Ein ausgewogenes Gangbild erfordert einen kräftigen Hüftbeuger. Aufrechter Stand, Füße hüftbreit auseinander, Bauchmuskeln anspannen, um eine stabile Körpermitte zu erhalten. Dann abwechselnd die gebeugten Knie auf Bauchnabelhöhe anheben. Gelingt dir das, ohne mit dem Oberkörper nach vorn auszuweichen oder das Gleichgewicht zu verlieren? Übung macht die Meisterin!
Hüftmobilisierung


Um lange und beschwerdefrei stehen zu können, solltest du aus der Rückenlage heraus deine Hüftbeweglichkeit verbessern. Leg dich rücklings mit einem angezogenen Bein auf eine Rolle und dehn deine gegenüberliegende Leiste. Dafür die Ferse des ausgestreckten Beins so weit wie möglich nach vorn schieben.
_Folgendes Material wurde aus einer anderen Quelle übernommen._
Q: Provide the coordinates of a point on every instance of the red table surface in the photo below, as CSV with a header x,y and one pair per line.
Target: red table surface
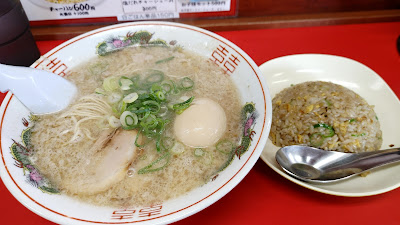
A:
x,y
264,197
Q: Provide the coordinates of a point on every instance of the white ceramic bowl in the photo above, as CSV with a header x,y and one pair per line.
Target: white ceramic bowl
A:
x,y
15,119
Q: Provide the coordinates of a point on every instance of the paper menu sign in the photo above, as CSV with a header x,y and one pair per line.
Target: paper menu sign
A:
x,y
70,9
148,10
203,6
122,10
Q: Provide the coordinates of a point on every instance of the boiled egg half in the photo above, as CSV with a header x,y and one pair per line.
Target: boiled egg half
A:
x,y
202,124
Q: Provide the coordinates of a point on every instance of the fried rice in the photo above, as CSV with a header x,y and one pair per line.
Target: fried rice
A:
x,y
324,115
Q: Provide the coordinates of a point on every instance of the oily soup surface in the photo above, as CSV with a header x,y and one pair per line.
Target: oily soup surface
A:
x,y
59,152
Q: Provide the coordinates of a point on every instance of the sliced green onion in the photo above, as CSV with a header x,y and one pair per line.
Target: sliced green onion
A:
x,y
180,107
110,84
199,152
150,122
167,143
131,97
178,148
160,95
358,135
328,103
120,108
114,97
114,122
352,120
316,139
165,60
154,106
152,167
166,87
125,83
330,129
128,119
155,88
163,111
224,146
187,83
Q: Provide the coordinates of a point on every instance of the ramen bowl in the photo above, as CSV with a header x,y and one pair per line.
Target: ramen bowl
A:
x,y
24,181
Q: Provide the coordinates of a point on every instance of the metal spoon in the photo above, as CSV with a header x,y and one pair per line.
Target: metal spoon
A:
x,y
321,166
40,91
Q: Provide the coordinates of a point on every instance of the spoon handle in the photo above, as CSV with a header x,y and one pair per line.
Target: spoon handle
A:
x,y
368,160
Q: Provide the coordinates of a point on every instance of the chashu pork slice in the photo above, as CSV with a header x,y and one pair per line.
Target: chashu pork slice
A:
x,y
116,150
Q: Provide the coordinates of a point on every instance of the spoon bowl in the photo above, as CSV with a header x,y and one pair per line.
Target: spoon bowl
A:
x,y
40,91
321,166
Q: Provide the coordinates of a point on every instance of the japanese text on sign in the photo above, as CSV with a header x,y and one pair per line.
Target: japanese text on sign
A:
x,y
204,6
223,58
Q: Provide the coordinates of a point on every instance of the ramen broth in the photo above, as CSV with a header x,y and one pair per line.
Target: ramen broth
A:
x,y
58,154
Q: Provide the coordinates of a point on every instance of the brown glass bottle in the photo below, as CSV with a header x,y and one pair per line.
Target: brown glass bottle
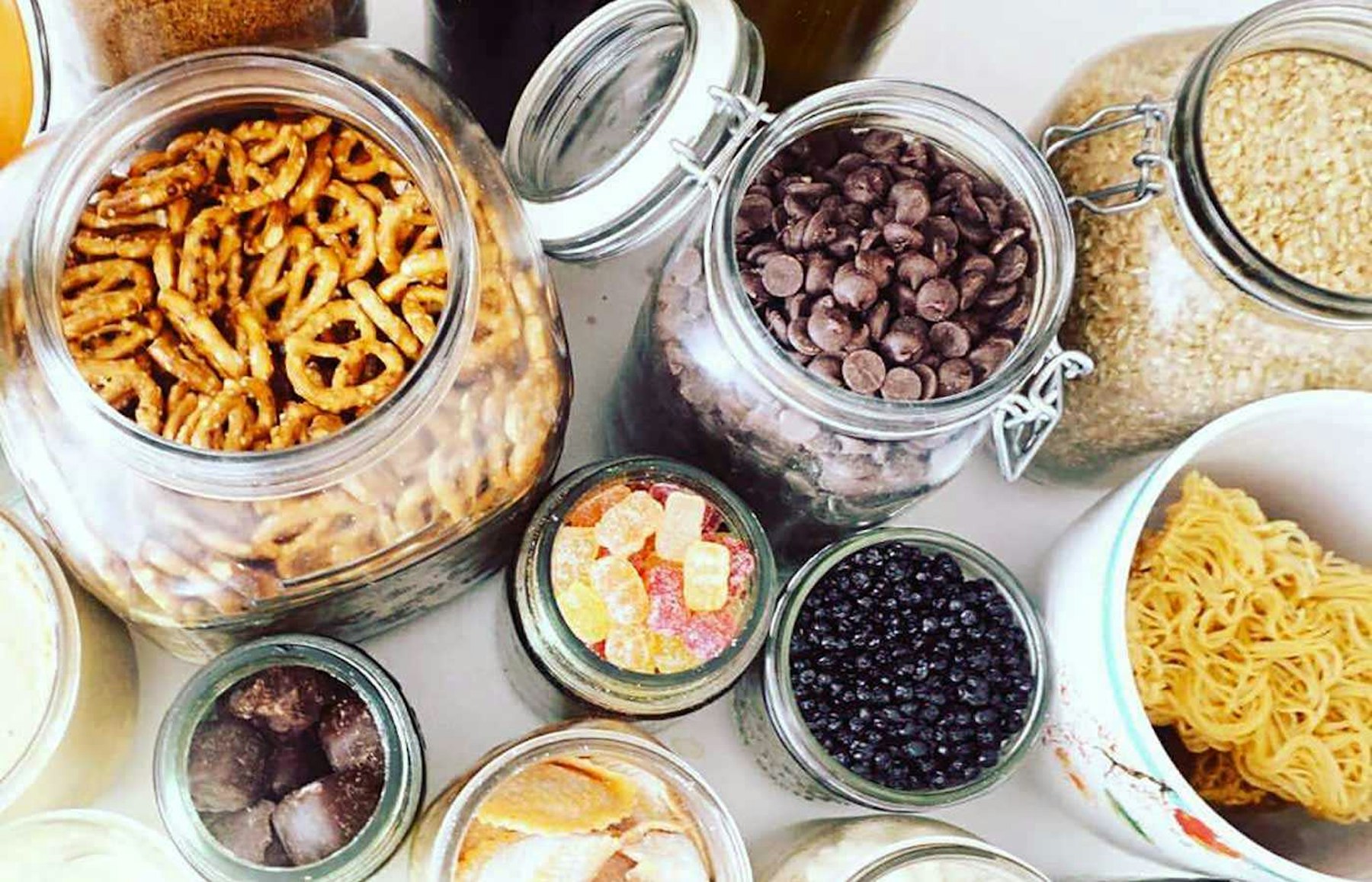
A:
x,y
813,44
487,50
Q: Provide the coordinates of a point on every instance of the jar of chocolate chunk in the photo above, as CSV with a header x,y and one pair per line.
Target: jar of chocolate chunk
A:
x,y
291,758
641,589
871,281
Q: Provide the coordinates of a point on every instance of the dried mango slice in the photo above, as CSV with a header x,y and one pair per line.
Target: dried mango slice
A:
x,y
560,796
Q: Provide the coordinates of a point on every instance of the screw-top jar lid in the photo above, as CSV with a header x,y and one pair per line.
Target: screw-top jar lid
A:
x,y
610,137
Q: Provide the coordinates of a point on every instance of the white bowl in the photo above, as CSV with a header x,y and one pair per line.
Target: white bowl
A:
x,y
1305,457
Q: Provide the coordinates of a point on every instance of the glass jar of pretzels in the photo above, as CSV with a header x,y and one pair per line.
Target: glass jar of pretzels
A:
x,y
279,350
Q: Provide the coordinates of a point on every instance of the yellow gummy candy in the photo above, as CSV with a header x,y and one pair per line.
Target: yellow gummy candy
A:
x,y
627,524
622,589
583,611
682,519
574,552
672,655
627,648
706,568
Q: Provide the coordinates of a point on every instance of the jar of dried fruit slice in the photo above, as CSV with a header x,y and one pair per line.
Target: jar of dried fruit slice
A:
x,y
641,589
871,284
1223,223
280,350
576,803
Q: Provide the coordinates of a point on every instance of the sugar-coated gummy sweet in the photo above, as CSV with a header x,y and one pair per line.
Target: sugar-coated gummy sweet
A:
x,y
706,568
629,523
593,505
622,590
583,611
710,634
672,655
684,518
574,552
627,648
226,765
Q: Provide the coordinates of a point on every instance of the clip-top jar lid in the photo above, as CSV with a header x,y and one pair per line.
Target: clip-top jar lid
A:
x,y
604,137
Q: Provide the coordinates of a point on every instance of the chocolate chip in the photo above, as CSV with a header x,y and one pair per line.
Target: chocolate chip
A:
x,y
782,276
954,376
902,384
938,300
950,339
852,288
864,372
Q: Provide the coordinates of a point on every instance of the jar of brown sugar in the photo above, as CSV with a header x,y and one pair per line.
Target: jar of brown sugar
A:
x,y
1224,231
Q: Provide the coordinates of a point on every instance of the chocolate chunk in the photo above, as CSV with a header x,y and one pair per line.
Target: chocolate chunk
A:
x,y
864,372
246,833
286,700
938,300
226,765
954,376
350,737
902,384
782,276
322,816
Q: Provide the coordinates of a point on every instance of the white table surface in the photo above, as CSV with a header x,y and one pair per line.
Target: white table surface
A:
x,y
1008,54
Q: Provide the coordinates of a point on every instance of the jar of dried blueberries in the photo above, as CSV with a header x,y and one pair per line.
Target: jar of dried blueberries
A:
x,y
905,669
291,758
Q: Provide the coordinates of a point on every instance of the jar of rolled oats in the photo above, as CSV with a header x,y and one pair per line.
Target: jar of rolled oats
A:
x,y
280,351
1223,224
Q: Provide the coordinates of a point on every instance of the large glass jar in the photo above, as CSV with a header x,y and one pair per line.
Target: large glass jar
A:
x,y
348,535
1186,316
457,840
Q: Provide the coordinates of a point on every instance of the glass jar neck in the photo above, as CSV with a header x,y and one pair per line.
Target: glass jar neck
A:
x,y
780,694
569,662
955,123
404,778
720,834
1338,27
200,91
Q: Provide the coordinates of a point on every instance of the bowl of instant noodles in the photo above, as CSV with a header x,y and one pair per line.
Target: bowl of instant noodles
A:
x,y
1212,623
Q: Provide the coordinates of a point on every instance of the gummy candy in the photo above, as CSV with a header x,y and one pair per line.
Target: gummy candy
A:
x,y
665,600
629,523
710,634
622,589
627,648
706,571
583,611
593,505
574,552
682,520
670,655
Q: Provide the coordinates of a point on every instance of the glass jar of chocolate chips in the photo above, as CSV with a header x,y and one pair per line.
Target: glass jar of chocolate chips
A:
x,y
873,280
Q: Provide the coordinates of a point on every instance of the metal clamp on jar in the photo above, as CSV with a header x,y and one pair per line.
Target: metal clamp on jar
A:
x,y
646,116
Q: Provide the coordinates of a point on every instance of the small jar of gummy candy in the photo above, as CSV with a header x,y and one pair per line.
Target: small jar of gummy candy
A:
x,y
641,590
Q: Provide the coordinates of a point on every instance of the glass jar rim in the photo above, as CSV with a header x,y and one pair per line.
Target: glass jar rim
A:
x,y
191,89
65,688
1316,25
967,128
574,667
589,736
792,730
402,786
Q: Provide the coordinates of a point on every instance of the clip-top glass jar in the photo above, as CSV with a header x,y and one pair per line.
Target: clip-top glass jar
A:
x,y
457,840
774,729
401,763
704,380
1195,293
349,535
560,675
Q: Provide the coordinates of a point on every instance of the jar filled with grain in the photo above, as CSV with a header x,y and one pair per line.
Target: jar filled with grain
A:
x,y
1223,194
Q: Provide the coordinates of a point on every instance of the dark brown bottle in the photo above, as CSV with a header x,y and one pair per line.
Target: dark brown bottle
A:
x,y
487,50
813,44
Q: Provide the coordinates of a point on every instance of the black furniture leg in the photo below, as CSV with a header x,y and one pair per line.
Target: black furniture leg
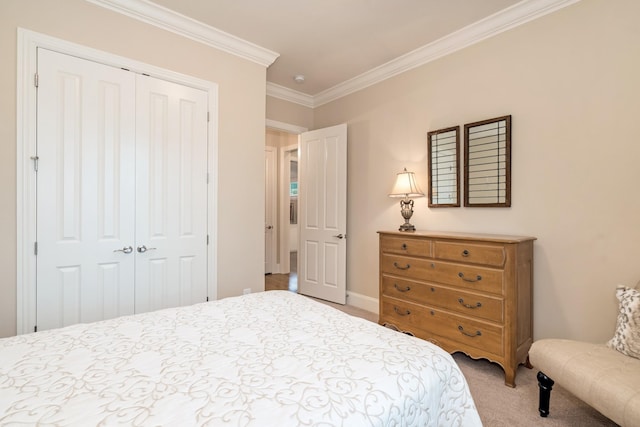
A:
x,y
546,384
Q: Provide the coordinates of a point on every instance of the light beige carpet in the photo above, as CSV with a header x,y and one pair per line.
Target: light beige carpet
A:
x,y
500,405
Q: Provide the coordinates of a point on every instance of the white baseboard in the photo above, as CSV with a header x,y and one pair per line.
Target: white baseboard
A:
x,y
364,302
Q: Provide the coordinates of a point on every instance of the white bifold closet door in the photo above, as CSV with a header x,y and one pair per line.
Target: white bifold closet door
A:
x,y
121,192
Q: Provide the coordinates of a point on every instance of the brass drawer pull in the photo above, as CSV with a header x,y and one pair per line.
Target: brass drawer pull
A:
x,y
407,289
401,313
462,303
461,329
477,279
395,264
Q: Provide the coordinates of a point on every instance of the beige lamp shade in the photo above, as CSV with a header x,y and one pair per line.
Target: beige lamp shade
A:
x,y
406,186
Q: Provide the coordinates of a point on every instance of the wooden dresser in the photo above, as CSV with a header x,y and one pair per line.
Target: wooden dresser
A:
x,y
464,292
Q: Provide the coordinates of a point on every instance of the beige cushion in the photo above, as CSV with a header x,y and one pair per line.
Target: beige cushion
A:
x,y
604,378
627,336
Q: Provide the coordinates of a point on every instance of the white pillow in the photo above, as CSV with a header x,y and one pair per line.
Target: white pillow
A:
x,y
627,337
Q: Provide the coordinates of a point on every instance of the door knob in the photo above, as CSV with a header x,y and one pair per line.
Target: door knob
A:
x,y
126,250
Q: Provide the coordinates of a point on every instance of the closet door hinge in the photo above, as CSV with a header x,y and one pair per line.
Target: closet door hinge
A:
x,y
35,163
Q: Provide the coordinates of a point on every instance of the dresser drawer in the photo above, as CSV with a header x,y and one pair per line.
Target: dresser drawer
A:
x,y
475,253
469,277
406,246
424,321
471,304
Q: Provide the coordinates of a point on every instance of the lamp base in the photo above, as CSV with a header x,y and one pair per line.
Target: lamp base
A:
x,y
407,227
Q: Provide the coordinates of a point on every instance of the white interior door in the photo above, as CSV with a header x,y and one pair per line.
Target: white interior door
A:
x,y
270,215
171,195
85,167
322,215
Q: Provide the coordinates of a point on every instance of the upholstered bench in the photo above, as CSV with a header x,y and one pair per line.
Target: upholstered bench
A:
x,y
605,376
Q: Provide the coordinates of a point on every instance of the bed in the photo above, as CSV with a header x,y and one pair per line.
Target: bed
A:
x,y
265,359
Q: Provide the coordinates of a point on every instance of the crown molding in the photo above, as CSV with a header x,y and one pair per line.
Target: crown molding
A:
x,y
285,127
504,20
290,95
169,20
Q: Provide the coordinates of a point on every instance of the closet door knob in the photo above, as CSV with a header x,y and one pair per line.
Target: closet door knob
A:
x,y
126,250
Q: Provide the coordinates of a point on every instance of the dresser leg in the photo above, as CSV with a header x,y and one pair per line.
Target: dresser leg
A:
x,y
510,377
546,384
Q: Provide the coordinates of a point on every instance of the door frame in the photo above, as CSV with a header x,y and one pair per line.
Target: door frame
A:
x,y
28,43
271,209
283,191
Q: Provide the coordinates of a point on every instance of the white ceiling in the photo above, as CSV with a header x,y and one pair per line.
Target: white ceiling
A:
x,y
339,46
331,41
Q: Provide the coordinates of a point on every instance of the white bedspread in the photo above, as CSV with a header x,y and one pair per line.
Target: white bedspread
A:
x,y
265,359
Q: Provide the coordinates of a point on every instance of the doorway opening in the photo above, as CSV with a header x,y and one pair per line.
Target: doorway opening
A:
x,y
284,274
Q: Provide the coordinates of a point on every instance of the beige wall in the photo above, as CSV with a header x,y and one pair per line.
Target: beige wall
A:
x,y
571,82
241,135
287,112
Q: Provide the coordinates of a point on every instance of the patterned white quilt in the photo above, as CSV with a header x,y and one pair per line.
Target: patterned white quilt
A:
x,y
264,359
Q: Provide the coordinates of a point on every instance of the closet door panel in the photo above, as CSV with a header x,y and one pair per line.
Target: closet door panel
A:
x,y
171,203
85,149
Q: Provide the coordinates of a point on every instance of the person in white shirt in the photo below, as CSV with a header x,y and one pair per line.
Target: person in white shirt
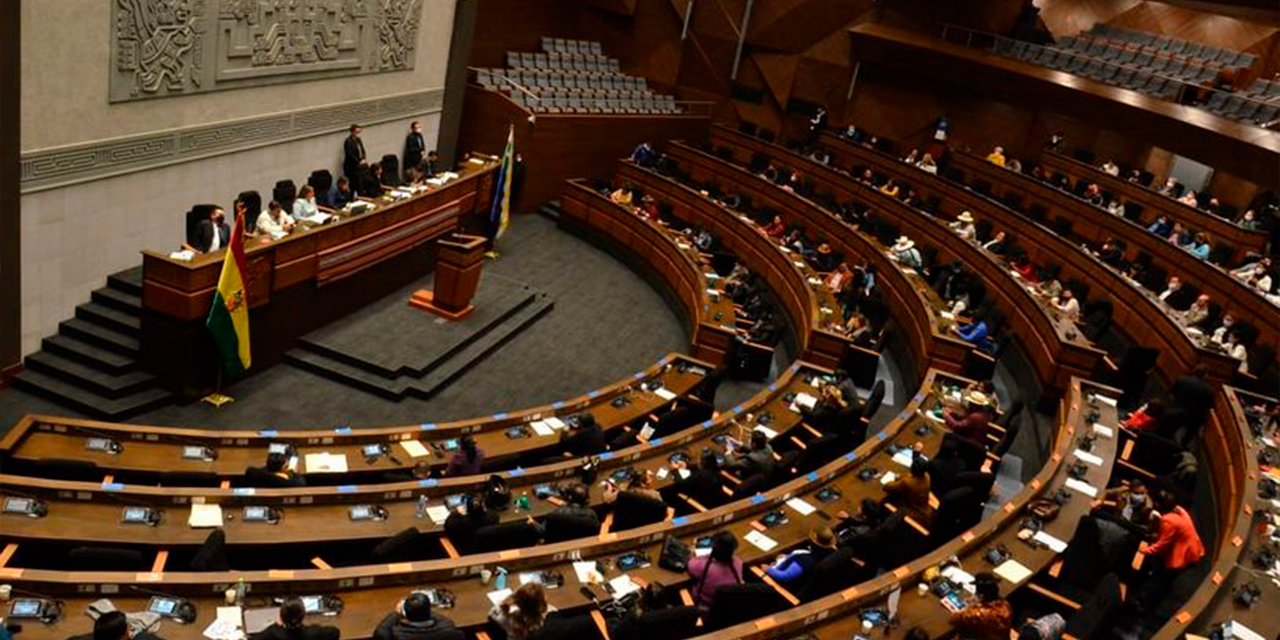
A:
x,y
274,222
305,206
1068,305
928,164
964,227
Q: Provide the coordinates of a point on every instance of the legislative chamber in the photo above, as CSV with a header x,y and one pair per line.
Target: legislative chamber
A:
x,y
639,320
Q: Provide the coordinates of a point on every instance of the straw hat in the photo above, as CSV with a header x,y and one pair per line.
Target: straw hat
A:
x,y
978,398
823,538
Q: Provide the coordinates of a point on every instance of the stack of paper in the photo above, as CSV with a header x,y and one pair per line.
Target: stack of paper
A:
x,y
760,540
801,507
586,572
229,625
327,462
415,448
205,516
1013,571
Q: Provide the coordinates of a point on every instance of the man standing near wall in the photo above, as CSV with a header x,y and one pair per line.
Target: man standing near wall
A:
x,y
353,158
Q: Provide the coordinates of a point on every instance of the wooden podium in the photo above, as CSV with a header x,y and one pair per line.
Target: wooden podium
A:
x,y
457,275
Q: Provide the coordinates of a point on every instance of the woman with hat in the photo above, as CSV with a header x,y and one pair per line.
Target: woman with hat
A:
x,y
964,227
905,254
976,419
791,568
988,617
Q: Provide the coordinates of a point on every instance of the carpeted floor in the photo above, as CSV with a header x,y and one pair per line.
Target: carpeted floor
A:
x,y
607,324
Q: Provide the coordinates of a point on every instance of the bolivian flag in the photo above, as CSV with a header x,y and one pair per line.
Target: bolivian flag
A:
x,y
228,318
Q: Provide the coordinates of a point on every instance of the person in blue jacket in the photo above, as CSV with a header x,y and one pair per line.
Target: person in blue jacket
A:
x,y
794,567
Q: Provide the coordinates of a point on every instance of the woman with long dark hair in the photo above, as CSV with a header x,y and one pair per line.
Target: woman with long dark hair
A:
x,y
716,570
467,460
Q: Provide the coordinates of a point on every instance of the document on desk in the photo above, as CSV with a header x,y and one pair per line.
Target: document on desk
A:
x,y
1080,485
1048,540
760,540
1013,571
801,507
205,516
1088,457
327,462
415,448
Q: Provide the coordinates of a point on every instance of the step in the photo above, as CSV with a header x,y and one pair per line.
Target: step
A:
x,y
347,374
91,378
88,353
100,336
118,298
82,400
127,280
476,351
123,321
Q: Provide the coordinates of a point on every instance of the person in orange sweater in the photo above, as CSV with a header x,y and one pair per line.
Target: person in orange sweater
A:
x,y
1176,548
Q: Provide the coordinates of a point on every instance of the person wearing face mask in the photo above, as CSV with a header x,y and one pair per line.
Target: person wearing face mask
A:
x,y
211,233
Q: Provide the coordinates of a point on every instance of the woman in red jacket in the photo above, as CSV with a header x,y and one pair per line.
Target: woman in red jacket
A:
x,y
1176,548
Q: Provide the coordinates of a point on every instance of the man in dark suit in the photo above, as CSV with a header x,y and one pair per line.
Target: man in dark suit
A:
x,y
211,233
353,154
415,146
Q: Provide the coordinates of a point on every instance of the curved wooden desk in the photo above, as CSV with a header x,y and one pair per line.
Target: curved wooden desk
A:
x,y
912,301
87,512
836,617
1137,312
676,263
1155,205
1054,344
817,341
369,590
149,452
1095,225
302,280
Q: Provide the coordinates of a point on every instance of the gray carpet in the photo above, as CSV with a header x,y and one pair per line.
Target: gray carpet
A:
x,y
607,324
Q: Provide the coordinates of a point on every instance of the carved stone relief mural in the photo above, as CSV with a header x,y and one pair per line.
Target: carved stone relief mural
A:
x,y
173,48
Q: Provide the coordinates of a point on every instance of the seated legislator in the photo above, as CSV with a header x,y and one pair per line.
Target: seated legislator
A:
x,y
275,472
341,193
291,625
974,420
585,438
414,620
996,156
791,568
964,227
467,460
988,616
912,492
305,206
114,626
211,233
274,222
905,254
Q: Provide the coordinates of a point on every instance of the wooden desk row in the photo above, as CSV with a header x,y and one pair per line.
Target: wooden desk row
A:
x,y
837,616
370,590
913,304
149,452
87,512
1157,205
812,319
1096,225
1134,311
302,280
1054,344
676,261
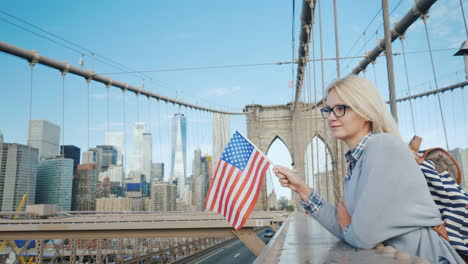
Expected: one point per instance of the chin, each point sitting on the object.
(338, 135)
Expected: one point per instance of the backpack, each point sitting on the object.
(443, 176)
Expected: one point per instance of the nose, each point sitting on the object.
(331, 116)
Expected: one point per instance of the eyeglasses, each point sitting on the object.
(338, 110)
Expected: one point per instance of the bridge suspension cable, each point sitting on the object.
(30, 55)
(435, 81)
(400, 28)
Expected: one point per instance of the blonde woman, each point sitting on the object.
(386, 198)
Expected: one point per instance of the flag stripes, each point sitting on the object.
(237, 181)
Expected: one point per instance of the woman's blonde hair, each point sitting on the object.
(365, 99)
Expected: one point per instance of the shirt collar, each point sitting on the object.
(355, 153)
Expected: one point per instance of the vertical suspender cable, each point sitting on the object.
(109, 150)
(462, 103)
(293, 44)
(159, 133)
(88, 106)
(323, 82)
(388, 54)
(28, 151)
(337, 46)
(402, 37)
(435, 81)
(149, 114)
(314, 180)
(124, 156)
(62, 178)
(464, 18)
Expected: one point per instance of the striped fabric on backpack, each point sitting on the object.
(443, 176)
(451, 201)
Nach zehn bis zwölf Atemzügen sollte die Spannung spürbar nachlassen. Danach Bein wechseln.
Rumpfstabilität


Leg dich mit der Brustwirbelsäule und gut angespannten Bauchmuskeln rücklings auf einen großen Gymnastikball. Die Füße stehen hüftbreit auseinander fest am Boden, Arme vor der Brust verschränken oder oberhalb des Kopfes ausstrecken. Diese Position macht das Ganze wackeliger, verstärkt aber die Psoas-Dehnung. Das frei schwebende Becken wird abwechselnd gebeugt und gestreckt.